OAR hosts the RTEMS Build Farm and Ralf uses these machines to build the tools. When there is a change in a patch or tool revision, he very quickly responds and kicks off tool builds. I have no idea how long it takes for them to finish building but the number of individual toolset combinations is staggering when you consider the multipliers:
  • number of target architectures (~10-12 depending on RTEMS version)
  • number of host OS distributions and version
    • SUSE
    • CentOS/RHEL
    • Fedora
    • mingw32 
    • Cygwin
  • 32 and 64 bit hosts
Today there are 15 unique host variations for 4.11. This results in approximately 25GB of tool content for 4.11 on In addition, there are binary toolsets on the ftp site for release branches back to 4.6.  So the main ftp site has a LOT of stuff on it.

Ralf is very quick about getting new tool binaries out.
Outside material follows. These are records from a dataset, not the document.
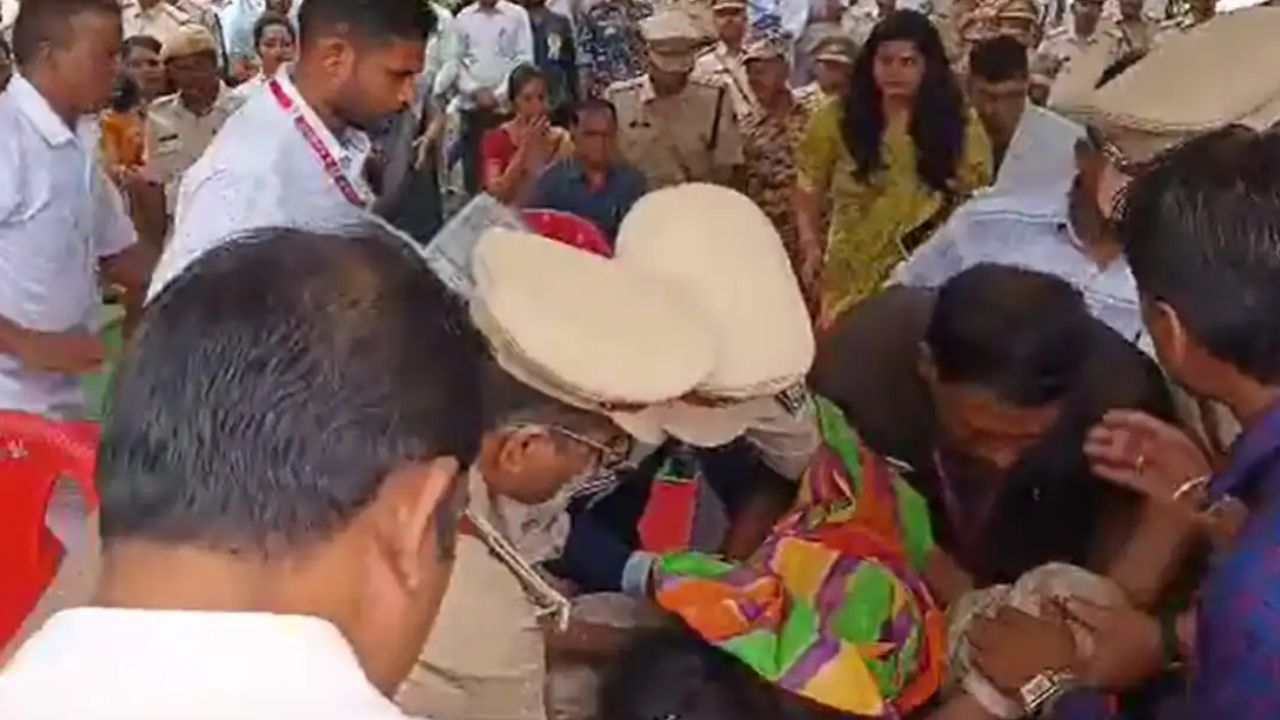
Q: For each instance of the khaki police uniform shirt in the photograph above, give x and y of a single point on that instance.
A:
(677, 139)
(718, 65)
(176, 137)
(1061, 45)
Because of this, RTEMS is typically the first project to release binary tools after a binutils, gcc, or gdb release.  For gcc 4.6.0, he tracked the final release candidates so we were using the release image before the announcement. :-D 

After the tools land on the RTEMS FTP site, there are two yum mirrors of the site: [1] [2]

It can take hours for the mirror process to complete. Ralf has a script that checks the mirrors each hour.  This script emails those interested when things get out of sync.  The Yum repository for each RTEMS branch, distribution, OS version, and 32/64-bit variation is checked individually.  When a mirror out of sync for a variation, that single mirror is taken out of the yum mirror list for that variation until it has time to resynchronize. When a tool build is under way, I might get email for 8+ hours showing the progress of the synchronization.

Check out the Munin performance graphs for to see how long a recent tool mirroring took.

This is what goes on behind the scenes to make the tool binaries available.  There is a different process for building the various tool chains, running the tests on them and reporting them to both the RTEMS Tool Test Results and GCC Test Results mailing lists.

If you would be interested in DVD distributions of the pre-built tools, let me know.


[1] is sponsored by Embedded Brains. I don't know its speed.

[2] is my personal server and is sponsored by love and donations. It is an 8/1 Mbps connection which could be upgraded.